Another aspect I found disappointing was Miéville’s characters. As said, the dialogue was sound, but the characters speaking didn’t have much life to them. None of the secondary cast felt memorable; and Borlu himself, whose perspective this book is taken from, has no personality of his own. This lack of characterisation meant the events in the book had less impact. I didn’t particularly care what happened to any one, especially Borlu.

The last of my biggest gripes was the ending: it lacked punch. The explanation behind the murder on which the whole story was based felt tacked on. The book is basically builds up to this climax and I wanted it to blow me away, but sadly it didn’t and it felt half-hearted. It was a shame because it could of pushed the story from being decent to very good, and redeemed it from its other flaws.

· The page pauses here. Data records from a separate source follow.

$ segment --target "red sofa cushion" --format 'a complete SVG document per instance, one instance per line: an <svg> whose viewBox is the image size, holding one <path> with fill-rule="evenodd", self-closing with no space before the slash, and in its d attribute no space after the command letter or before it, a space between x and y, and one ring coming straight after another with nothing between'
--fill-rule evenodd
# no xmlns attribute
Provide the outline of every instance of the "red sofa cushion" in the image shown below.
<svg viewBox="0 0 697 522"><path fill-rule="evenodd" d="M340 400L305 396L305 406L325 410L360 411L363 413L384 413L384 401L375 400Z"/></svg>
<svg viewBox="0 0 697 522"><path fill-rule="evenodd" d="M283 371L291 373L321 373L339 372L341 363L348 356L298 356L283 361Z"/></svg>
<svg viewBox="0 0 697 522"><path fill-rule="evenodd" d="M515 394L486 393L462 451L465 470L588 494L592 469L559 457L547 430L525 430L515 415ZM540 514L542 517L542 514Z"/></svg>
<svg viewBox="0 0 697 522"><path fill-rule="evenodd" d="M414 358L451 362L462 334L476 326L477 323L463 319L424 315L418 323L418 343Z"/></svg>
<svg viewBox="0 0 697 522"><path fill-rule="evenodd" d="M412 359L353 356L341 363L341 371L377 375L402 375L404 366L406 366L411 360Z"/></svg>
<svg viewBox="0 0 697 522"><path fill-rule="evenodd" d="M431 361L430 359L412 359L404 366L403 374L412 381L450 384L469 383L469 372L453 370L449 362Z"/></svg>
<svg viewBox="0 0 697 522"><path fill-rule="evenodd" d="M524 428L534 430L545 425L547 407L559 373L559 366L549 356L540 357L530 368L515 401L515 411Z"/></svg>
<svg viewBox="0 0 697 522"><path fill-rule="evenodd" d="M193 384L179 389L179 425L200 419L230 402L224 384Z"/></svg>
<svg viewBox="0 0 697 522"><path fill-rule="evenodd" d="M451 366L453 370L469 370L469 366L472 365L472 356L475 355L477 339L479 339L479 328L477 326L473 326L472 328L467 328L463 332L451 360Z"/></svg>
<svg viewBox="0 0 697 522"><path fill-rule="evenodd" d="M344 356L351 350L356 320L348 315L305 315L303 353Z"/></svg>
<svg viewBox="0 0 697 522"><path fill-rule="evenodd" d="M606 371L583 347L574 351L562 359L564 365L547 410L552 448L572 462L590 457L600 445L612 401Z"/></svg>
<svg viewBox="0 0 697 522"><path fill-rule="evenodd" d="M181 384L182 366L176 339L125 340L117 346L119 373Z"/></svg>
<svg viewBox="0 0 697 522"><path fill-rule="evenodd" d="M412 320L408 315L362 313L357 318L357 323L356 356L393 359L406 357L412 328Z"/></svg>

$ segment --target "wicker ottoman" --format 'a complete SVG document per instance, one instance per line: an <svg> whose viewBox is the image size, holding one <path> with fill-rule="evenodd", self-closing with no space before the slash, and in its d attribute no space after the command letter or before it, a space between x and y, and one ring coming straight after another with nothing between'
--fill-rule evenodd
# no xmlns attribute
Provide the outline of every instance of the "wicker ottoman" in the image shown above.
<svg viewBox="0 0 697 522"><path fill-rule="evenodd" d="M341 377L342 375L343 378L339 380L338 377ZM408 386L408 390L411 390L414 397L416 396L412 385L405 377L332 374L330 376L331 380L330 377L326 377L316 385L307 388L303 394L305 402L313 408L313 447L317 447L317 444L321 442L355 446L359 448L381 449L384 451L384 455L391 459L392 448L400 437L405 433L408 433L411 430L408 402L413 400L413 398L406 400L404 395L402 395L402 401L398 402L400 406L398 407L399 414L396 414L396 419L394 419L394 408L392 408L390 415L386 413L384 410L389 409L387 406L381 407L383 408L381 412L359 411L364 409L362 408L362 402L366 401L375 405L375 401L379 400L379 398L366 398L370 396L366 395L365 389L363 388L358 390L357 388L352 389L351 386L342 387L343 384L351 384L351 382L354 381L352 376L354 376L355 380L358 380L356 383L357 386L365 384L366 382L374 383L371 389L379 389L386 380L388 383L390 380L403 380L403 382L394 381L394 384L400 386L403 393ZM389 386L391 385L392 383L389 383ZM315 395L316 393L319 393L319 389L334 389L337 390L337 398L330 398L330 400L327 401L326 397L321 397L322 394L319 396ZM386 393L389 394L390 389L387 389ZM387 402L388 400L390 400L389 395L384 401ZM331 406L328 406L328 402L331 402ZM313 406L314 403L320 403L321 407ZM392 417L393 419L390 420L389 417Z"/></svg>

Despite the things I’ve mentioned above, I did enjoy TC & TC for the most part. It’s not exceptional, but it held together nicely (admittedly it started getting quite dull around the half-way point, but it picked up again later), and felt generally well put together.

3 comments

  1. Interesting and deep enough review. I really like your idea of picking up the books who survived the marketing and hype phase. Clever!

    And I humbly agree about what you said: “The problem was, due to the praise/hype this book has been getting, I spent more of time assessing its flaws rather than enjoying the book.” This is something that’s happening to me too. Maybe my reviewer glasses are too heavy and preventing me to enjoy the book I’m reading by over-analyzing it.

  2. Interesting review.

    I’m also a reluctant Miévillean – having picked up very likely Perdido Street Station from the local Hammersmith library in 2003 while wandering the stacks, read a few pages, and put it back on the re-shelving trolley and didn’t look back. At the time, my taste wasn’t ready for his prose. Now, nearly eight years later, I decided for many of your same reasons, to have another go; but with The City and The City as I’m a great fan of noir/detective novels and city-based fantasy.

    I think it’s a standout book – even though I’m still not won over by Miéville’s singular prose. Others praise it to the cobalt scudded skies, but I find it a distraction rather than an asset to his storytelling. I’m hoping to see how I feel about Kraken, next time around.

    However, I have say I felt rather differently about The City and The City than you did. I liked the slow exposition of the nature of the two cities and especially of Breach. Also, I think that Miéville gets his detective Borlu spot on. He is if anything, almost too exactingly dour, isolated, and an empty shell (in the best sense of a strong sweeping characterization) outside of his work. It’s a subtle turn, but exactingly done. I thought China captured a Eastern European noir/crime procedural detective perfectly in his quiet protagonist.

    In a similar vein, Borlu’s opposite in Ul Qoma was a deft touch; a ever so slightly distorted mirror image of the inspector. A “what could have been” on the other side of the City and the City. Borlu confirms this, by musing on the very same concept.

    Overall, The City and The City an exceptional book but one I had to read quickly, almost as one might let an impressionist painting visually blur, in order to skim past the prose style which I found not to my taste and an interruption to what I otherwise thought, was an excellent work.

    E

  3. @Yagiz It’s the reason I couldn’t be a proper book reviewer. I’ll end up tearing books apart and just sounding like a grouch. As long as Geek Syndicate are happy for me to post, I’ll probably put reviews up of books I’ve read recently and not releases. Most of my TBR pile is full of older books, and I may post reviews as I read them.

    @E M Edwards I’d be interested to see what you think of “Kraken”. Personally, I think it’s not for me, but as Mieville (I don’t know how to do the accent thing) is getting so much praise, it’s got my attention. Plus, the covers I’ve seen of it are fantastic and as much as it annoys me, a good cover does draw to me certain books!